Vietnamese Keyboard
About Vietnamese Typing
Vietnamese uses the Latin alphabet with additional diacritical marks to represent tones and certain vowels. This tool makes it easy to type in Vietnamese with all the proper accents and tone marks.
Vietnamese has two types of diacritical marks:
- Vowel modifiers - change the sound of the vowel:
- Breve (ă) - indicates a short "a" sound
- Circumflex (â, ê, ô) - indicates a shorter, higher vowel sound
- Horn (ơ, ư) - indicates a rounded vowel sound
- Đ/đ - a consonant with a stroke, pronounced like "d" in "dog"

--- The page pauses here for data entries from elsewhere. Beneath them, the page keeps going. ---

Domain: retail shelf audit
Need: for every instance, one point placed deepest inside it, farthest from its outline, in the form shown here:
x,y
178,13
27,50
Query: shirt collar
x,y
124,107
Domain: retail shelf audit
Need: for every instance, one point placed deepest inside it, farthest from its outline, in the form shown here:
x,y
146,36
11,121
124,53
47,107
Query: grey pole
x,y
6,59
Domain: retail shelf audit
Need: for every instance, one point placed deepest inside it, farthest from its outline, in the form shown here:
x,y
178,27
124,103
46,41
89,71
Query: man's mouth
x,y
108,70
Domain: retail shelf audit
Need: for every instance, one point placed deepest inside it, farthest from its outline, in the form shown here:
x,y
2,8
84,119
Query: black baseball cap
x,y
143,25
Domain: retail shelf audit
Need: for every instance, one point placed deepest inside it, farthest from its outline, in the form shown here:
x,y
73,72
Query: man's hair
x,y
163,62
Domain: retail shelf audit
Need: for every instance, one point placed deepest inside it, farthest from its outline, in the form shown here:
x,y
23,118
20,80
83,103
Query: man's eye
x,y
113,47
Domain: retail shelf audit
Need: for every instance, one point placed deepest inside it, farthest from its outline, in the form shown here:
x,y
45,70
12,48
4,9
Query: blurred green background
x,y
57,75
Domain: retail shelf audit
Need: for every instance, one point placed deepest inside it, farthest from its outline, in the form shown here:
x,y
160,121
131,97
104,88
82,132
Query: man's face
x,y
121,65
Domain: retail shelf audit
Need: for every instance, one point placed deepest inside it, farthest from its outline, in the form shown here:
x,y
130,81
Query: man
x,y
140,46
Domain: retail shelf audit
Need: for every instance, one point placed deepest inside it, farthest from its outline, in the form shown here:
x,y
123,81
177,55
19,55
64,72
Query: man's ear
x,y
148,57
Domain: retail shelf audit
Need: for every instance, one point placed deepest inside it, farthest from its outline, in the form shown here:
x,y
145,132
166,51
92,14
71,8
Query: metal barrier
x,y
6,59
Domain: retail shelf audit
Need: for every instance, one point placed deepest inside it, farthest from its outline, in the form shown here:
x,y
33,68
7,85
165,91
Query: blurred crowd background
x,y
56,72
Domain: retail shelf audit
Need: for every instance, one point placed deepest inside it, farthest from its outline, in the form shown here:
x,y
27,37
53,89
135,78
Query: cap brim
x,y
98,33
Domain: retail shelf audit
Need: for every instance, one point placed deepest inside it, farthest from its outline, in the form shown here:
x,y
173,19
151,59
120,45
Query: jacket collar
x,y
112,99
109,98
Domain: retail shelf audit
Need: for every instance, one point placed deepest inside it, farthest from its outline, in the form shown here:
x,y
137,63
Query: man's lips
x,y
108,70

- Tone marks - indicate the tone of the syllable:
- Level tone (no mark): a, e, i, o, u
- Acute accent (á, é, í, ó, ú): rising tone
- Grave accent (à, è, ì, ò, ù): falling tone
- Hook above (ả, ẻ, ỉ, ỏ, ủ): questioning tone
- Tilde (ã, ẽ, ĩ, õ, ũ): broken tone
- Dot below (ạ, ẹ, ị, ọ, ụ): heavy tone
Vietnamese is a tonal language, which means that the same syllable pronounced with different tones can have completely different meanings. For example, "ma" can mean "ghost," while "má" means "mother" or "cheek," and "mà" means "but."